Het werk deed mij van bij de eerste aanblik denken aan de Sabijnse Maagdenroof van Giambologna(1583), door de compositie. In vele figuren van Bologna herkent men de "figura serpentinata": een van tevoren goed uitgedachte spiraalbeweging, waardoor het beeld vanuit iedere hoek een andere interessante verschijning krijgt.

Mijn voorkeur gaat echter uit naar Carpeaux's voorstudie in klei. De lijven drukken veel meer waarachtigheid uit. Het gelaat van de zoon, bijvoorbeeld, die aan Ugolins benen hangt, is niet helemaal uitgewerkt; het lijkt gedeeltelijk weggeveegd, waardoor de jongen nOg wanhopiger overkomt; alsof de beeldenaar het woord "smeken" in zijn gezicht probeerde te kneden.(hij moét zich zo lijfelijk uiten : zijn mond is meer een aanzet) Dit en andere details in deze schets(?) vond ik indrukwekkender dan de getormenteerde uitdrukking waarmee hij naar zijn vader opkijkt in het bronzen beeld.

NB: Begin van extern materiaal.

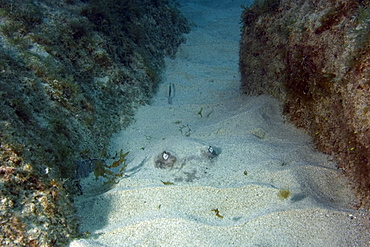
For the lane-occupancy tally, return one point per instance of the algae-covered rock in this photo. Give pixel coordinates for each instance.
(315, 57)
(71, 73)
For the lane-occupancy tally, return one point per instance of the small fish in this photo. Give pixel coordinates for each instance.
(217, 213)
(171, 93)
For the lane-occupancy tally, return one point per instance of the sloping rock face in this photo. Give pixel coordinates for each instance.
(314, 55)
(72, 72)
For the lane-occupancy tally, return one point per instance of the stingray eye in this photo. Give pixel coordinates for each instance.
(165, 155)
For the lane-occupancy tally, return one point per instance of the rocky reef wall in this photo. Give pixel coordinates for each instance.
(314, 55)
(72, 72)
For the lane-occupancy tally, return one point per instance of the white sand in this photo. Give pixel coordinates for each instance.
(259, 154)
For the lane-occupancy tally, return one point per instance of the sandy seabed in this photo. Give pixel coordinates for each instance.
(265, 185)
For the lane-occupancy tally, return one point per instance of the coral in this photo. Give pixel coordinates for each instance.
(314, 56)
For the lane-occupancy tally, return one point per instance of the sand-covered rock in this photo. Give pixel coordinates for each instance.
(71, 73)
(314, 56)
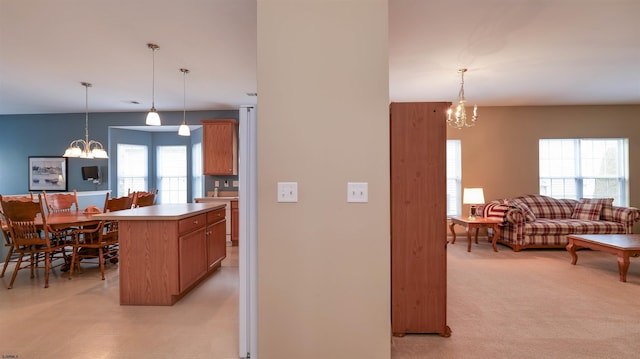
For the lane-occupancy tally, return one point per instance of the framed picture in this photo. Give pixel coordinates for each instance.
(47, 173)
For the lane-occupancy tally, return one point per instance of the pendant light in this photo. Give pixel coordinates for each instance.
(153, 119)
(85, 148)
(184, 128)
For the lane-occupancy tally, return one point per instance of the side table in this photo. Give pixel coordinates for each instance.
(476, 223)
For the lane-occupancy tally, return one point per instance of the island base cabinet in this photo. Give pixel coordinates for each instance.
(148, 263)
(162, 260)
(216, 238)
(193, 261)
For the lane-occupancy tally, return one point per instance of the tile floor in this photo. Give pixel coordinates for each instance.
(81, 318)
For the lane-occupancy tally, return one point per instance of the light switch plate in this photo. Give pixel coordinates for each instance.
(358, 192)
(287, 191)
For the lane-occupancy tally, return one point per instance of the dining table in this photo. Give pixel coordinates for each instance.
(63, 221)
(73, 219)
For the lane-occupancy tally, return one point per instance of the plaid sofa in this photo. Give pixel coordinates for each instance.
(536, 221)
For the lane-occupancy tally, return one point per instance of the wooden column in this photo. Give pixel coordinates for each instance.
(418, 218)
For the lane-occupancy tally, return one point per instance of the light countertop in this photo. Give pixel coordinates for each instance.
(161, 212)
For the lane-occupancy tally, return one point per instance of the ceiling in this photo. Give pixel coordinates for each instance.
(518, 52)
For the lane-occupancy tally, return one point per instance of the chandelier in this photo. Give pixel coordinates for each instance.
(183, 130)
(460, 119)
(153, 119)
(85, 148)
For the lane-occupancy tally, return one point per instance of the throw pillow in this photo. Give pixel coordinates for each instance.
(529, 216)
(606, 213)
(587, 211)
(495, 210)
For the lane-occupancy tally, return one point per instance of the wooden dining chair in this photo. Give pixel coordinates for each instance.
(101, 242)
(61, 202)
(143, 199)
(32, 243)
(5, 232)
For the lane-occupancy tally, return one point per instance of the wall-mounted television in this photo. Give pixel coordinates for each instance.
(90, 173)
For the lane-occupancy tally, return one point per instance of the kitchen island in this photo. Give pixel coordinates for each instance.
(231, 200)
(167, 249)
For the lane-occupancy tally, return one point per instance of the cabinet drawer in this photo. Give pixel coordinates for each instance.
(189, 224)
(216, 216)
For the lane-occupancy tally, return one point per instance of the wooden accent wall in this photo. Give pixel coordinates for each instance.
(418, 218)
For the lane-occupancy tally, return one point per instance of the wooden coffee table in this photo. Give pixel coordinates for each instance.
(622, 245)
(476, 223)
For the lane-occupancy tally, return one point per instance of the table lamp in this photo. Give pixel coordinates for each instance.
(473, 196)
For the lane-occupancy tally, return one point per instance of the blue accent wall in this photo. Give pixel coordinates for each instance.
(50, 134)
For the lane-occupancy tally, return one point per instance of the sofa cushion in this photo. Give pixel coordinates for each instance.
(529, 216)
(543, 226)
(549, 207)
(589, 211)
(606, 214)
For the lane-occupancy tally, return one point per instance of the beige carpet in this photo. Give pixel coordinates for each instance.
(533, 304)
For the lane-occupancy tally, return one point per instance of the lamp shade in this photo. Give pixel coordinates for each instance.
(473, 196)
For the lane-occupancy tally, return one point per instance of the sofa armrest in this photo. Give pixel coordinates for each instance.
(516, 216)
(627, 216)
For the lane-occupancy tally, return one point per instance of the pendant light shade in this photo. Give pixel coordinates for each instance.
(153, 119)
(184, 128)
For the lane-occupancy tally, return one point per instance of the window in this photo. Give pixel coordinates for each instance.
(196, 166)
(585, 168)
(132, 168)
(172, 174)
(454, 178)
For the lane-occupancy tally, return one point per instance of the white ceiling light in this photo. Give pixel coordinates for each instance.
(85, 148)
(184, 128)
(153, 119)
(460, 119)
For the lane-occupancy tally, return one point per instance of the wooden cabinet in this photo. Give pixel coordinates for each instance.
(418, 218)
(165, 250)
(235, 223)
(216, 238)
(193, 262)
(220, 147)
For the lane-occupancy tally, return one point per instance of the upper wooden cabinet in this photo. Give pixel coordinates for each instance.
(220, 147)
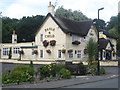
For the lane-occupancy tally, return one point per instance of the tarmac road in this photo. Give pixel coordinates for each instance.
(111, 83)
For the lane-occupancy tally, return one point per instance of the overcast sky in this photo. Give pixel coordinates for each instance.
(20, 8)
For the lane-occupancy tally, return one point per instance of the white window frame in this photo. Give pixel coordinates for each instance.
(5, 51)
(41, 37)
(41, 53)
(59, 54)
(16, 50)
(75, 38)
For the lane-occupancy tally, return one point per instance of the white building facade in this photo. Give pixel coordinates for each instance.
(58, 39)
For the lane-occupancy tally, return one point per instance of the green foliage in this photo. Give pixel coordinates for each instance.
(74, 15)
(64, 73)
(20, 73)
(51, 70)
(91, 50)
(114, 28)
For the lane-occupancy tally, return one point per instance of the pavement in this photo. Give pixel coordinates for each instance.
(112, 72)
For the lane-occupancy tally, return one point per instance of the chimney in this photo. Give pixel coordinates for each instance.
(51, 9)
(14, 37)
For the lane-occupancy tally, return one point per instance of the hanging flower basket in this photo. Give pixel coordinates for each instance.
(45, 43)
(48, 51)
(70, 51)
(53, 42)
(114, 53)
(35, 52)
(85, 51)
(63, 50)
(21, 51)
(76, 42)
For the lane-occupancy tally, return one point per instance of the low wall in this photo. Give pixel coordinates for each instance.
(108, 63)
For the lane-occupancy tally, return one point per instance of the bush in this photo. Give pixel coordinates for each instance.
(49, 70)
(64, 73)
(20, 73)
(102, 71)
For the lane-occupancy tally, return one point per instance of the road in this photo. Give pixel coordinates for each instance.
(111, 83)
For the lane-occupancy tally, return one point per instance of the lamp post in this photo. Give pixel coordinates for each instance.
(98, 43)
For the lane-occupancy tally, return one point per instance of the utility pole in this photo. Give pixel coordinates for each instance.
(98, 67)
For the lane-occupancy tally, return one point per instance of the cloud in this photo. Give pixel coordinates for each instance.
(20, 8)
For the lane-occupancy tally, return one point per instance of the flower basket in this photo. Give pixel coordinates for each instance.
(63, 50)
(45, 43)
(48, 51)
(21, 51)
(76, 42)
(70, 51)
(52, 42)
(85, 51)
(35, 52)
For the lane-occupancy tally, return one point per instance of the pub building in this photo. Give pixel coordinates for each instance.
(60, 40)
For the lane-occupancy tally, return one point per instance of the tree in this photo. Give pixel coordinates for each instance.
(100, 23)
(114, 28)
(74, 15)
(91, 47)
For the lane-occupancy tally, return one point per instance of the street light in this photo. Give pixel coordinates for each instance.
(98, 42)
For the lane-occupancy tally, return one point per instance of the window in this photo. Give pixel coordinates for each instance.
(32, 51)
(79, 54)
(75, 38)
(59, 53)
(41, 37)
(71, 55)
(5, 51)
(16, 50)
(41, 53)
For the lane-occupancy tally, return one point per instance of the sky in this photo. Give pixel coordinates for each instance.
(19, 8)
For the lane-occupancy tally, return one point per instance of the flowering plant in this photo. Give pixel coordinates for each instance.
(114, 53)
(63, 50)
(48, 51)
(52, 42)
(45, 43)
(70, 51)
(35, 52)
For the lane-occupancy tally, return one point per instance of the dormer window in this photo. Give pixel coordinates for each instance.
(75, 38)
(41, 37)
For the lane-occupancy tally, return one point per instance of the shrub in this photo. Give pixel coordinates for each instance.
(49, 70)
(64, 73)
(102, 71)
(20, 73)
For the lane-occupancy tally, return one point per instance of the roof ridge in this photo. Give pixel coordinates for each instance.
(71, 19)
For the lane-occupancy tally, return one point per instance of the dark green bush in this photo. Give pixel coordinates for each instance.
(64, 73)
(102, 71)
(20, 73)
(49, 70)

Met alle respect voor de bronzen uitvoering van het werk. Het betreft hier een persoonlijke voorkeur, die ik probeer te verdedigen met de vertaling van een gewaarwording,- zonder veel kennis van zaken maar likkend aan dropjes zweet van ge-leerden. (een vreemde verslaving; ik doe het gretig maar vaak onbeholpen)

Lou.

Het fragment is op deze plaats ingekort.